La diferenciación es el proceso por el que una célula no especializada ("no comprometida") o menos especializada adquiere las características de una célula especializada como, por ejemplo, una célula nerviosa o célula muscular. Una célula diferenciada o inducida a diferenciación es una que ha tomado una posición más especializada ("comprometida") dentro del linaje de una célula. El término "comprometido", cuando se aplica al proceso de diferenciación, se refiere a una célula que ha procedido en la vía de diferenciación a un punto donde, bajo circunstancias normales, continuará diferenciándose en un tipo de célula específica o subconjunto de tipos de células, y no puede, bajo circunstancias normales, diferenciarse en un tipo de célula diferente o volver a un tipo de célula menos diferenciada. La des-diferenciación se refiere al proceso por el que una célula vuelve a una posición menos especializada (o comprometida) dentro del linaje de una célula. Como se usa en la presente, el linaje de una célula define la herencia de la célula, es decir, de que células viene y a que células puede dar lugar. El linaje de una célula coloca la célula dentro de un esquema hereditario de desarrollo y diferenciación. Un marcador específico del linaje se refiere a una característica asociada específicamente con el fenotipo de las células de un linaje de interés y puede usarse para evaluar la diferenciación de una célula no comprometida con el linaje de interés.

Se usan varios términos para describir células en cultivo. "Mantenimiento" se refiere generalmente a células colocadas en un medio de cultivo bajo condiciones que facilitan el crecimiento y/o división celular , que puede o no dar lugar a una población más grande de células. "Efectuar pases" se refiere al proceso de retirar las células de un recipiente de cultivo y colocarlas en un segundo recipiente de cultivo bajo condiciones que facilitan el crecimiento y/o división celular.
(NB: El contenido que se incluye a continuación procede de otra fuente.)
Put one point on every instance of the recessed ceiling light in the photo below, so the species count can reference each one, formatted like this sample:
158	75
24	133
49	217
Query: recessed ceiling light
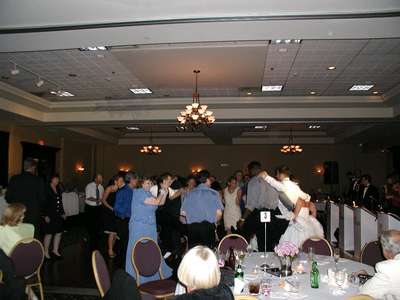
314	126
286	41
272	88
15	70
141	91
61	93
94	48
39	83
361	87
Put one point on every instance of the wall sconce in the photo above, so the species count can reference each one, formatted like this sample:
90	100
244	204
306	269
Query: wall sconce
319	170
196	170
79	168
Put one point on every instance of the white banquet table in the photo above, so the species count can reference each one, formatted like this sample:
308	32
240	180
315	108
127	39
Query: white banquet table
324	291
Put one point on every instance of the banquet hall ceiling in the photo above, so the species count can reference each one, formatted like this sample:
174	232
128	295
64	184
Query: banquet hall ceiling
235	47
227	69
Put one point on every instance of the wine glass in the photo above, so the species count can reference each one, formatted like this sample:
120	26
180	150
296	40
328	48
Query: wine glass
311	254
340	278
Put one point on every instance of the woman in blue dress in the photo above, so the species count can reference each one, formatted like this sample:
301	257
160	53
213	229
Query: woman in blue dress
143	224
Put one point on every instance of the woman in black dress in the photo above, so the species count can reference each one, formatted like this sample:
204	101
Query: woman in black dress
108	216
54	217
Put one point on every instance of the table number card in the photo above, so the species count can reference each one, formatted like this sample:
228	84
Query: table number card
265	216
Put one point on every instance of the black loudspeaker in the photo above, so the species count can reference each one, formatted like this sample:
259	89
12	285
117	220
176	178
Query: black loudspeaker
331	172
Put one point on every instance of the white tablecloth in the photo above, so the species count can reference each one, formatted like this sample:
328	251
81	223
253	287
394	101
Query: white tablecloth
324	292
3	204
70	203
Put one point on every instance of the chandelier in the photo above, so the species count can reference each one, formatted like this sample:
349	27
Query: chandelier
150	149
291	148
195	115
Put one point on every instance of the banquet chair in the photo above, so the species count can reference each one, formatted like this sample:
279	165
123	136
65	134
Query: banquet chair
371	253
101	274
27	256
321	246
245	297
146	260
236	241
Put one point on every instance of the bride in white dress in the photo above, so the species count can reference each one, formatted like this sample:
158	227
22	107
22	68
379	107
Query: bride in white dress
303	223
232	213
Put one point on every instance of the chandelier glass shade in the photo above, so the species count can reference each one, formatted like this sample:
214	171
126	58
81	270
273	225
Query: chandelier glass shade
150	149
291	147
195	115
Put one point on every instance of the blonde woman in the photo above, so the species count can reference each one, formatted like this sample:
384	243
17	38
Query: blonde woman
199	273
12	228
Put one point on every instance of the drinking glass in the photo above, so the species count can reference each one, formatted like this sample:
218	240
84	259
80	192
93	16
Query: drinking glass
221	259
254	287
265	287
336	257
340	278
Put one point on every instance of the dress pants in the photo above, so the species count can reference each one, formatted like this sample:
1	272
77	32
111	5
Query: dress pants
275	229
201	234
92	216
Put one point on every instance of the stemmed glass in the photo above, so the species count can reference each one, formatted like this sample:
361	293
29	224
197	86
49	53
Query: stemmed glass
310	254
340	278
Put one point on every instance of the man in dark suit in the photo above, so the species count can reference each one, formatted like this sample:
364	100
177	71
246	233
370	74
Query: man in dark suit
369	193
27	188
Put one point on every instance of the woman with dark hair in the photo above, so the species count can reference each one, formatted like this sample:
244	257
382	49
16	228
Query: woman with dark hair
54	217
143	224
108	216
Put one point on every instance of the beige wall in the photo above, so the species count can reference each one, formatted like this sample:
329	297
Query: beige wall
180	159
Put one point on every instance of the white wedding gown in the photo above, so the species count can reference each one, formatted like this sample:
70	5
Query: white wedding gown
302	228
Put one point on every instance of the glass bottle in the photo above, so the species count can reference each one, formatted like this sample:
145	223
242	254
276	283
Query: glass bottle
231	259
314	275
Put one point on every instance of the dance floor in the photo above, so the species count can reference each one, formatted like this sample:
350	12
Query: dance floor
72	277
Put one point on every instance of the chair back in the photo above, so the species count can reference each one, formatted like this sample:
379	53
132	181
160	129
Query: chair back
360	297
236	241
27	256
101	274
146	258
321	246
371	254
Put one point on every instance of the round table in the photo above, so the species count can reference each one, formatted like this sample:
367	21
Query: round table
252	263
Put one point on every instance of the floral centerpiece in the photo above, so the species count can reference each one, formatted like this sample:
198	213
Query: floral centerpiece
286	251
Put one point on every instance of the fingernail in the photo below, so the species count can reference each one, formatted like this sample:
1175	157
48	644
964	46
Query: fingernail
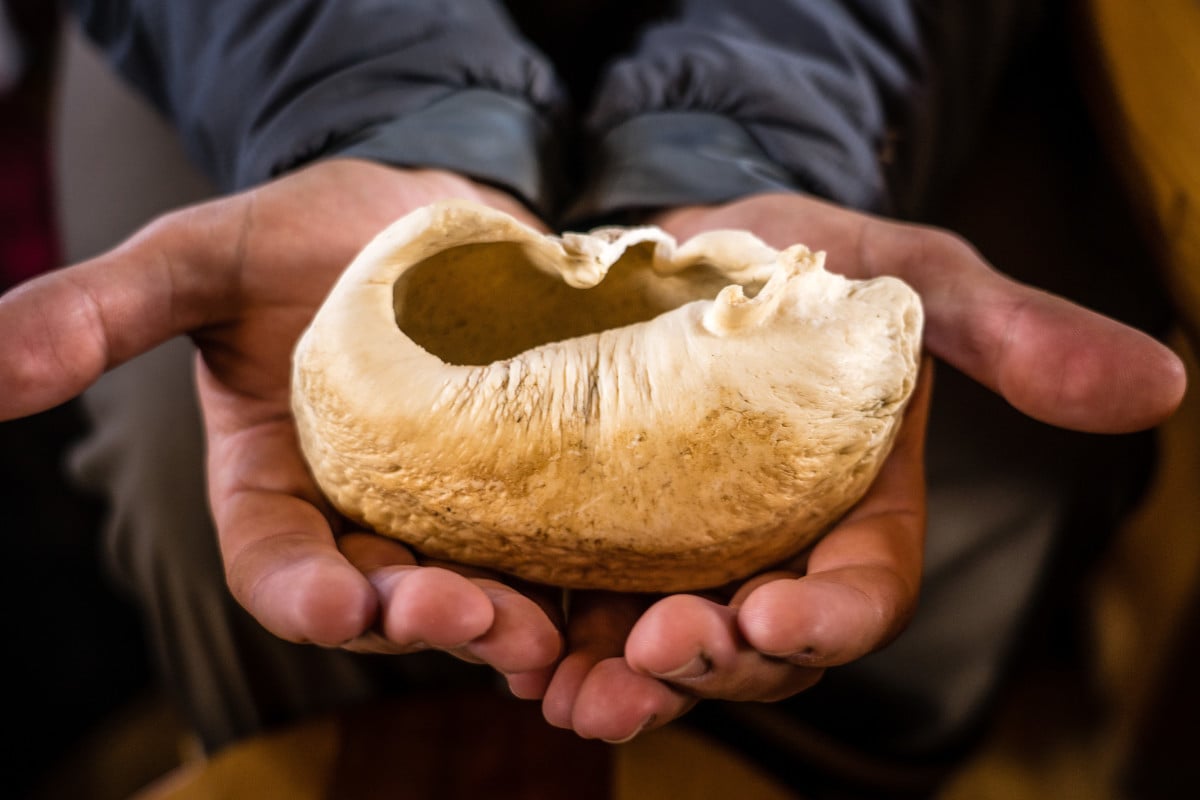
694	668
642	727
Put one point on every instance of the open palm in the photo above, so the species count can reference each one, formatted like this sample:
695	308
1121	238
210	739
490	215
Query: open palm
243	276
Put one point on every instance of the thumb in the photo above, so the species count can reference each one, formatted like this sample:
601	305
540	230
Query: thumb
64	329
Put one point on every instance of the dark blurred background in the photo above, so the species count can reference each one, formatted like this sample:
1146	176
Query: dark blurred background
75	653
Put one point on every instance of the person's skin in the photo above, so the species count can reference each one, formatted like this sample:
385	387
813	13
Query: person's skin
245	274
629	668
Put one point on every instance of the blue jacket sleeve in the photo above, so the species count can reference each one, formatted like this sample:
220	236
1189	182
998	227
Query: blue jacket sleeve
731	97
258	86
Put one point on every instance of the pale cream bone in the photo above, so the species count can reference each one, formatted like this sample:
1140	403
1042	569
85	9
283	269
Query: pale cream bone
600	410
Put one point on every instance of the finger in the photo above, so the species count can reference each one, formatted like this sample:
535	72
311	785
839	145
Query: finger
64	329
696	645
523	641
419	607
862	578
1051	359
616	703
598	624
280	555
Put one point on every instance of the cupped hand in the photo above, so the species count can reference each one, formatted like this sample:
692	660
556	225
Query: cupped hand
630	667
635	663
243	276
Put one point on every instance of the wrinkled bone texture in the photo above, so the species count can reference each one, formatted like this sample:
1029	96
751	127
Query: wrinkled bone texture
607	410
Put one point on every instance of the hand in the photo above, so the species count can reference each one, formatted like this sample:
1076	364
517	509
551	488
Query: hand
243	276
1053	360
629	667
634	663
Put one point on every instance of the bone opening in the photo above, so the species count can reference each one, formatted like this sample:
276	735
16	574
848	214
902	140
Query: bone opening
479	304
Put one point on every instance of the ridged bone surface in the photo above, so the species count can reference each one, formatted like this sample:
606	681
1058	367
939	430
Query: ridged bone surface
600	410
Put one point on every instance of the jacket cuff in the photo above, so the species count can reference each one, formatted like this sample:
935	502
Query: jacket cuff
671	158
480	133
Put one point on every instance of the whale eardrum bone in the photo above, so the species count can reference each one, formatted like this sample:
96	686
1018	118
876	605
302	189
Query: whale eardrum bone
603	410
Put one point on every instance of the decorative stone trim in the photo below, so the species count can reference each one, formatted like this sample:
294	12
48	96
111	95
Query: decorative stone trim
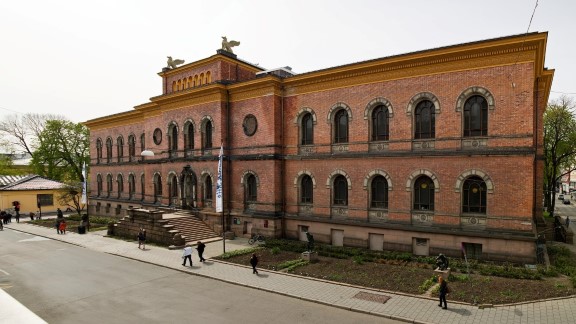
474	91
372	174
474	172
420	97
474	143
378	215
420	172
340	148
418	145
307	150
478	221
378	146
302	112
422	218
340	212
335	173
299	177
335	108
376	102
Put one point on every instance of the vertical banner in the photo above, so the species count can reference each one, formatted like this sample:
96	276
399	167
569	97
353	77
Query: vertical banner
84	184
219	208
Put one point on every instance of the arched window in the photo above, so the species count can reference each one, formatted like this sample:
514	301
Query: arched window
306	190
379	192
474	196
423	194
307	129
131	186
340	195
251	192
131	148
157	188
108	150
173	193
142	142
142	187
120	149
98	151
208	135
476	116
380	123
173	138
341	127
120	180
425	120
99	185
189	136
208	188
108	185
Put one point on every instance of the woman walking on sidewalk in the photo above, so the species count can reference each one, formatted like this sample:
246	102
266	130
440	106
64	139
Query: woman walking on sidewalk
443	291
254	263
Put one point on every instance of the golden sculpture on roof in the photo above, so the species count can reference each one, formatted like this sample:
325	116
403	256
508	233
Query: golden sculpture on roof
174	63
227	45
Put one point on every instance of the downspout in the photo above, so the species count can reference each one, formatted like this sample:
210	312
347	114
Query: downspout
228	161
282	167
534	195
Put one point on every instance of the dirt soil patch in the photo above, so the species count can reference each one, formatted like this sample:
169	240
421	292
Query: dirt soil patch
407	277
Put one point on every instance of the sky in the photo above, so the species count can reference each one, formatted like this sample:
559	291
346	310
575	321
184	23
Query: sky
89	59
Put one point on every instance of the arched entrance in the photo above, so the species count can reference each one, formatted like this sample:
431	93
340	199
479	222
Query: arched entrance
189	188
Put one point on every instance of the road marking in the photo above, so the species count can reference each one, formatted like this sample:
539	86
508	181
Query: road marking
35	239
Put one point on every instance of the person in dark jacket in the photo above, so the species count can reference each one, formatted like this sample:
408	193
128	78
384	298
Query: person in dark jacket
201	246
254	263
142	239
443	291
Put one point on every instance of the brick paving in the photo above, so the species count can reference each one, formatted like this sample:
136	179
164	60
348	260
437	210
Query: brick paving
409	308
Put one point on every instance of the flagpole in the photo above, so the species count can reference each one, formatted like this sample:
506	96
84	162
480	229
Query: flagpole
219	196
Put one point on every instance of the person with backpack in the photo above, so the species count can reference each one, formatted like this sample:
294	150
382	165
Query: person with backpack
443	291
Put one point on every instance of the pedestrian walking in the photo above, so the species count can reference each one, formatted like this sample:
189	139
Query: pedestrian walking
201	246
254	263
17	209
62	227
142	239
443	291
187	255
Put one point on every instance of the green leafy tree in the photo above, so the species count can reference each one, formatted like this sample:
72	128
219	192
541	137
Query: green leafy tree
63	149
71	196
22	132
559	146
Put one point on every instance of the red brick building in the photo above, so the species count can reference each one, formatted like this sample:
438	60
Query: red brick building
428	152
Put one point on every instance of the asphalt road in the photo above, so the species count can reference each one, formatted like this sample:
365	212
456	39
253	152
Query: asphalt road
63	283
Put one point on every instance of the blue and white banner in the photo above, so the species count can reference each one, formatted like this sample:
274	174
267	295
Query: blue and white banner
219	194
84	184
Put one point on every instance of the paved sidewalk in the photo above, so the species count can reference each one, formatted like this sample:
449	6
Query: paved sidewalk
401	307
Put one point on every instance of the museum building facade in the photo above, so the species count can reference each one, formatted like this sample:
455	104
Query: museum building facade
437	151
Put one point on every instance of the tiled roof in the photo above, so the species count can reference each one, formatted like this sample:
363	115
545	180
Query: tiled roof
6	180
33	182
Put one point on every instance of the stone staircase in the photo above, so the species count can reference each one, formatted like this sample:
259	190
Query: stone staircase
191	228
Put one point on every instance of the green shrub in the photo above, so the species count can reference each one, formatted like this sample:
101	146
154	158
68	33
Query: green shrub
292	264
231	254
427	284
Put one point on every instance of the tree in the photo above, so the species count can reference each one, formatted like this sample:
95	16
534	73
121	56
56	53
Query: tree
559	146
24	132
63	149
71	196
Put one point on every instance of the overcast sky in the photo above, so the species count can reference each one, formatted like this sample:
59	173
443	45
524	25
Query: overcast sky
89	59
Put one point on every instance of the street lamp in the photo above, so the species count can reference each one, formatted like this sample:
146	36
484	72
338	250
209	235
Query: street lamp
147	152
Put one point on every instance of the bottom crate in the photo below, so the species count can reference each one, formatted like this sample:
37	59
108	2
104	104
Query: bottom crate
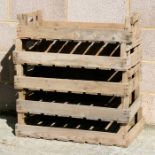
79	130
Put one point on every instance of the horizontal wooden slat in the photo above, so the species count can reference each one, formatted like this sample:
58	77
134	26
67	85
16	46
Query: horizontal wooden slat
76	111
76	86
82	136
84	25
73	34
73	60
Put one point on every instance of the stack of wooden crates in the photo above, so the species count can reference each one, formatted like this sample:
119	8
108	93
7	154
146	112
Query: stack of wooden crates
78	81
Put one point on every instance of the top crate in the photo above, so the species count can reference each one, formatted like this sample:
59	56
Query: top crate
90	45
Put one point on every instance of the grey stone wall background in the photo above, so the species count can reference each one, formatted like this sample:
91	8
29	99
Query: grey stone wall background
79	10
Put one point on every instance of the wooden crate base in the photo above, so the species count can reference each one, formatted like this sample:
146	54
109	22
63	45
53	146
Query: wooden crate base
81	136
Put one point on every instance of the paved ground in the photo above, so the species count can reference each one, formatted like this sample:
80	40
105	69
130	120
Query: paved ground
11	145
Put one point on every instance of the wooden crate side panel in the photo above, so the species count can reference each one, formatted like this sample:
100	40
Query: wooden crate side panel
76	86
75	135
76	111
73	34
49	59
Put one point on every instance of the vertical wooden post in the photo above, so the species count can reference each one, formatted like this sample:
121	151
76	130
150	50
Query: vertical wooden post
19	72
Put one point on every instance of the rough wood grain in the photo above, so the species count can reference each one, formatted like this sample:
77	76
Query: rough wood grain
76	86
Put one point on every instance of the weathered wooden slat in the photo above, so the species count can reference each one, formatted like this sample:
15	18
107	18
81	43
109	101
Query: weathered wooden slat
73	34
84	25
87	61
76	111
76	135
76	86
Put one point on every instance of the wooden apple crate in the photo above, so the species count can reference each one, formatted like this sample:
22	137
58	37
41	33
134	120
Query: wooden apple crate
78	81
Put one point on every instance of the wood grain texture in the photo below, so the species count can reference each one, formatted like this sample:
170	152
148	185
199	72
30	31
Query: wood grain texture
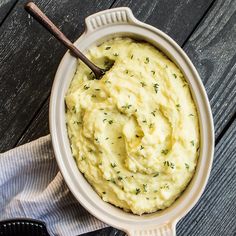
177	18
5	8
212	50
214	214
29	57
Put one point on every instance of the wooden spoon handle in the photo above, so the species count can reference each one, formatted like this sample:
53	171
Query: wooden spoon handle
34	11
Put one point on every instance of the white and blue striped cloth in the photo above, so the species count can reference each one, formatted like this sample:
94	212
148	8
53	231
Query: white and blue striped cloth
31	186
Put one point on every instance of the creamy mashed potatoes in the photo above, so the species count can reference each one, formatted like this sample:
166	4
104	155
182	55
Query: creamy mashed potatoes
134	134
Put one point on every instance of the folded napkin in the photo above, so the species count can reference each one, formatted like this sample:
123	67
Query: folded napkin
31	186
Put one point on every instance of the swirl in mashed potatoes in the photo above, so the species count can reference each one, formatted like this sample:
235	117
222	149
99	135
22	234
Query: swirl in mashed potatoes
134	134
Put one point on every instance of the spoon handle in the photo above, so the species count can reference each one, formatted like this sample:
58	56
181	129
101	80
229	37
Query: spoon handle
35	12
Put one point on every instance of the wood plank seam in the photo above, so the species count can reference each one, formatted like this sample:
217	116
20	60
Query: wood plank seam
12	7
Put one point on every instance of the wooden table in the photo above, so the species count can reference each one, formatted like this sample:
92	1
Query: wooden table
205	29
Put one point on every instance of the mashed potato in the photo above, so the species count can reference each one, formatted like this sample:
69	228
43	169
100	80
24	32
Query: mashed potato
134	134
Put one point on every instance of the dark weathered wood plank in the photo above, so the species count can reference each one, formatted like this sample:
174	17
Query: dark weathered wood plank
5	7
29	56
214	215
212	50
176	18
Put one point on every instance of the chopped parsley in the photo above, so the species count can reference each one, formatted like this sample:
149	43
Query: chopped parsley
153	113
146	60
143	84
113	165
137	191
186	166
156	87
157	174
127	106
151	125
86	87
145	187
169	164
165	151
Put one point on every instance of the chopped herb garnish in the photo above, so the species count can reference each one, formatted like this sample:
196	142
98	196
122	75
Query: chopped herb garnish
137	191
110	122
165	151
151	125
146	60
169	164
127	106
143	84
153	113
187	166
120	178
86	87
113	165
112	180
166	186
156	174
145	187
156	87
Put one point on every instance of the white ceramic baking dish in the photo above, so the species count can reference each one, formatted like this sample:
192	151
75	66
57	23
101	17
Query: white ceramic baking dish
100	27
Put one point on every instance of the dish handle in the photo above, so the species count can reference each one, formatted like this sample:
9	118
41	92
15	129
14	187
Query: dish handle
114	16
161	230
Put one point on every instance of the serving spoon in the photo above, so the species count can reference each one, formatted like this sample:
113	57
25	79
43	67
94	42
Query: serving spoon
35	12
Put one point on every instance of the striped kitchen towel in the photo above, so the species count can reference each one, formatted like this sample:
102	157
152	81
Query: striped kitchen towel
31	186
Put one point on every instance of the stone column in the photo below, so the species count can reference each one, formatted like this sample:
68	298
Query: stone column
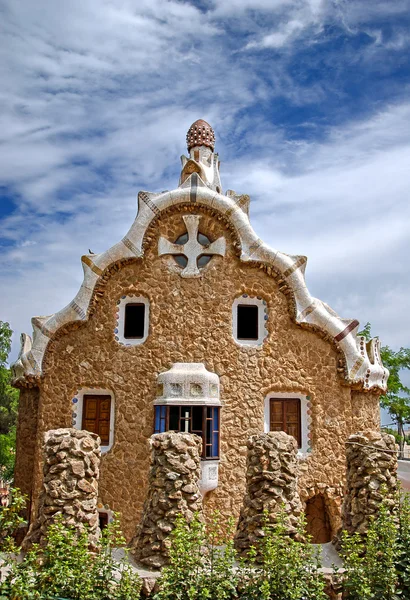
371	463
173	490
271	484
70	483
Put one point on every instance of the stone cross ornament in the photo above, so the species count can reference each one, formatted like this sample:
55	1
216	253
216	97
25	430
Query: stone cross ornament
192	249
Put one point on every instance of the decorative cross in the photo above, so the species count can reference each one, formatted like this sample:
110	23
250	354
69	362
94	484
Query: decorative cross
192	249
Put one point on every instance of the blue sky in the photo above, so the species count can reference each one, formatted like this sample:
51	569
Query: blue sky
309	100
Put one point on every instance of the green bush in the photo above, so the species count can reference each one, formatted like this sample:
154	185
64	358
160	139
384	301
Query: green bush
202	566
11	519
66	568
281	568
403	543
371	561
201	562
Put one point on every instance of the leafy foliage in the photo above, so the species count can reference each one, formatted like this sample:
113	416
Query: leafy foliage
8	407
11	519
202	566
403	550
66	568
282	568
201	562
371	562
397	398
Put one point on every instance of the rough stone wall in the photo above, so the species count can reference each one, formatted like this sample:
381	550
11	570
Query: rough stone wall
271	484
371	463
365	411
26	440
191	321
70	483
173	490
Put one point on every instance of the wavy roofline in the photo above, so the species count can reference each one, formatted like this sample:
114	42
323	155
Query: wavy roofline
362	361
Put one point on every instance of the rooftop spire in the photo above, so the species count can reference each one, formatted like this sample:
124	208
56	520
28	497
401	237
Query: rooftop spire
200	134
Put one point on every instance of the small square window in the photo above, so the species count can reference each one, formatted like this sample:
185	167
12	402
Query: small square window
249	320
247	325
134	322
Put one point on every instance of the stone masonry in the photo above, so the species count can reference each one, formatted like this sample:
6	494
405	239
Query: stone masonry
172	490
183	318
70	483
271	484
371	463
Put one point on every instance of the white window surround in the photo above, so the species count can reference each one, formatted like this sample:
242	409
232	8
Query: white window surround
77	407
120	320
262	318
305	418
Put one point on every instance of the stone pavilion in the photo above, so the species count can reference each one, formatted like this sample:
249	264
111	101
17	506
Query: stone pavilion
192	323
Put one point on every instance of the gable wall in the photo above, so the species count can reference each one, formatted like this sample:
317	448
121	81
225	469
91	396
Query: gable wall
191	321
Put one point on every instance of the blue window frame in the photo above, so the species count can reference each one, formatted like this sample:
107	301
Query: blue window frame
202	420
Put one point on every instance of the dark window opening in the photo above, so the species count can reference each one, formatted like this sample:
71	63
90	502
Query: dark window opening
247	322
103	520
202	420
181	260
202	239
182	239
97	415
317	520
203	260
285	416
134	324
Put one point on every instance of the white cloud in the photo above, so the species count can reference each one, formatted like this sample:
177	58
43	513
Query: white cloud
96	104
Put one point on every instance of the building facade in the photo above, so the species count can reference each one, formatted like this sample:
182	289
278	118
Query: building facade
193	323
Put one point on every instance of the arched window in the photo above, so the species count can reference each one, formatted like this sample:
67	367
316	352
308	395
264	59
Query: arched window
93	410
288	412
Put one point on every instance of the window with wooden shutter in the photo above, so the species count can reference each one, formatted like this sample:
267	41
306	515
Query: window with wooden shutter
285	415
96	416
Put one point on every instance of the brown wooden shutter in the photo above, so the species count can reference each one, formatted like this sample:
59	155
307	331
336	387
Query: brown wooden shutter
285	416
96	416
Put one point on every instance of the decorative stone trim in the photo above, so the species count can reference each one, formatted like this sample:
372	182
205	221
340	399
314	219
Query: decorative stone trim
305	414
120	320
77	408
262	319
188	383
306	310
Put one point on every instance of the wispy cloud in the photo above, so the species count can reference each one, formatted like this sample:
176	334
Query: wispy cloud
309	102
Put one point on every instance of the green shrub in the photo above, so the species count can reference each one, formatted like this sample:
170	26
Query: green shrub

Una población específica de células, o una línea celular, se refiere algunas veces a o se caracteriza por el número de veces que le han efectuado pases. Por ejemplo, una población celular cultivada a la que se han efectuado pases diez veces puede ser referida como un cultivo P10. El cultivo primario, es decir, el primer cultivo tras el aislamiento de las células del tejido, se designa P0. Tras el primer subcultivo, las células se describen como un cultivo secundario (P1 o pase 1). Después del segundo subcultivo, las células se vuelven un cultivo terciario (P2 o pase 2), y así sucesivamente. Se entenderá por los expertos en la técnica que puede haber duplicaciones de población durante el periodo de pases; por lo tanto el número de duplicaciones de población de un cultivo es mayor que el números de pases. La expansión de las células (Es decir, el número de duplicaciones de población) durante el periodo entre pases depende de muchos factores, incluyendo pero no limitado a densidad de la siembra, sustrato, medio, condiciones de crecimiento, y tiempo entre pases.

El "linaje celular p" se refiere a células con expresión génica positiva para el factor de transcripción PDX-1 y al menos uno de los siguientes factores de transcripción: NGN-3, Nkx2.2, Nkx6.1, NeuroD, Isl-1, HNF-3 beta, MAFA, Pax4, y Pax6. Las células que expresan marcadores característicos del linaje celular p incluyen células p.

Las "células que expresan marcadores característicos del linaje del endodermo definitivo" como se usan en la presente se refieren a células que expresan al menos uno de los siguientes marcadores: SOX-17, GATA-4, HNF-3 beta, GSC, Cer1, Nodal, FGF8, Brachyury, Proteína homeobox similar a Mix, FGF4 CD48, eomesodermin (EOMES), DKK4, FGF17, GATA-6, CXCR4, C-Kit, CD99, o OTX2. Las células que expresan marcadores característicos del linaje del endodermo definitivo incluyen células precursoras de la línea primitiva, células de la línea primitiva, células de mesendodermo y células del endodermo definitivas.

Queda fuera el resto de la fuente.